Standpunt van verweerder

De fictieve einddatum van klagers detentie was eerder gesteld op 18 april 2021. Klager heeft op grond van deze einddatum een verzoek ingediend om deel te kunnen nemen aan een PP. Klager was echter ook in cassatie gegaan tegen een gevangenisstraf die hem voor de duur van 60 maanden was opgelegd. Nu de zitting waarschijnlijk voor de gestelde einddatum zou plaatsvinden, stond de einddatum van klager niet langer vast. Op grond van dit gegeven is het verzoek tot deelname aan een PP afgewezen.

Naar aanleiding van onderhavig beroep is er contact opgenomen met de casemanager van klager en is er navraag gedaan over de stand van zaken ten aanzien van klagers cassatiezaak. De casemanager gaf aan dat er op 9 maart 2021 uitspraak is gedaan. Klager heeft 1 maand korting gekregen, waardoor hij er een gevangenisstraf van 59 maanden heeft bijgekregen. Daar zal het voorarrest van ongeveer 13 maanden vanaf worden getrokken. Dit betekent dat klagers strafrestant met ongeveer 46 maanden zal verschuiven. Nu de maximale duur van een PP op 12 maanden is gesteld, is het voor klager – gelet op zijn lange strafrestant – niet mogelijk om deel te nemen aan een PP. Aangezien klager niet langer aan de objectieve voorwaarden voldoet voor deelname aan een PP, laat verweerder een verdere inhoudelijke behandeling van het beroep achterwege.

3. De beoordeling

Klager is sinds 27 augustus 2019 gedetineerd. Hij ondergaat een gevangenisstraf van dertig maanden met aftrek, wegens een poging tot doodslag. Daarnaast dient hij een gevangenisstraf van vier jaar en elf maanden met aftrek te ondergaan, wegens een poging tot doodslag en bedreiging met enig misdrijf tegen het leven gericht. De (fictieve) einddatum van klagers detentie is momenteel bepaald op 19 juni 2023.

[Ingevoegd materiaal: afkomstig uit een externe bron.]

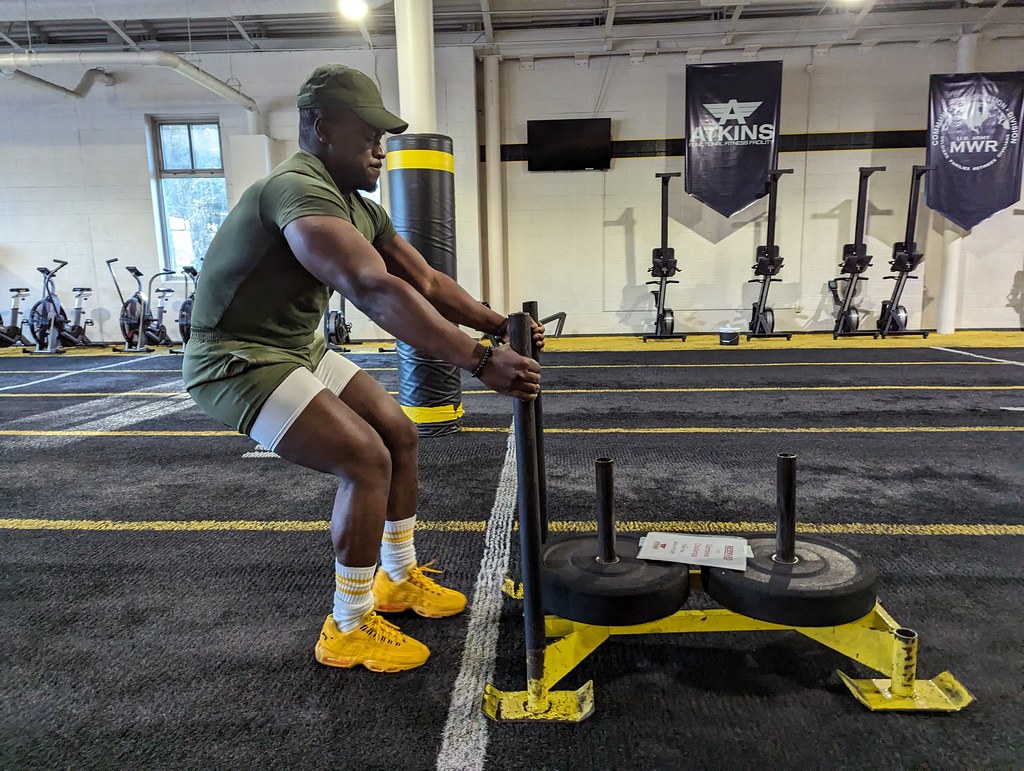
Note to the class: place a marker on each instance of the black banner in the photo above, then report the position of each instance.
(732, 115)
(974, 142)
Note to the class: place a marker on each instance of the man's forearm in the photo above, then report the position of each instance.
(453, 302)
(403, 312)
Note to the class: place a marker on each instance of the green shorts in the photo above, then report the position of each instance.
(230, 379)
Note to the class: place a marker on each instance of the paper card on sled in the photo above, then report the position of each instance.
(714, 551)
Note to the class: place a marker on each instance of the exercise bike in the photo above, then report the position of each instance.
(136, 313)
(664, 267)
(337, 332)
(768, 264)
(184, 312)
(855, 261)
(893, 317)
(48, 322)
(12, 333)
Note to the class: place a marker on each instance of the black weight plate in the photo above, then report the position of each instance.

Op grond van artikel 4 van de Penitentiaire beginselenwet en artikel 7 van de Penitentiaire maatregel komen voor deelname aan een PP gedetineerden in aanmerking:

-    aan wie een onvoorwaardelijke vrijheidsstraf van tenminste zes maanden is opgelegd;

-    die vijf zesde deel van de opgelegde vrijheidsstraf hebben ondergaan;

-    die een strafrestant hebben van minimaal vier weken en maximaal een jaar;

-    die beschikken over een aanvaardbaar verblijfadres;

-    die hebben verklaard om bereid te zijn zich te houden aan de voorwaarden van het PP.

Klagers verzoek is afgewezen, omdat de einddatum van klagers detentie niet vaststond.

Uit het voorgaande volgt dat een gedetineerde op z’n vroegst pas in aanmerking komt voor deelname aan een PP als zijn strafrestant maximaal een jaar is. Klagers strafrestant is op dit moment aanzienlijk langer dan een jaar. De afwijzing van klagers verzoek is daarom juist. De beroepscommissie zal het beroep dan ook ongegrond verklaren.

4. De uitspraak

De beroepscommissie verklaart het beroep ongegrond.

 

Deze uitspraak is op 12 mei 2021 gedaan door de beroepscommissie, bestaande uit mr. M.J. Stolwerk, voorzitter, mr. A. Jongsma en drs. M.R. van Veen, leden, bijgestaan door mr. S.F.J.H. Niederer, secretaris.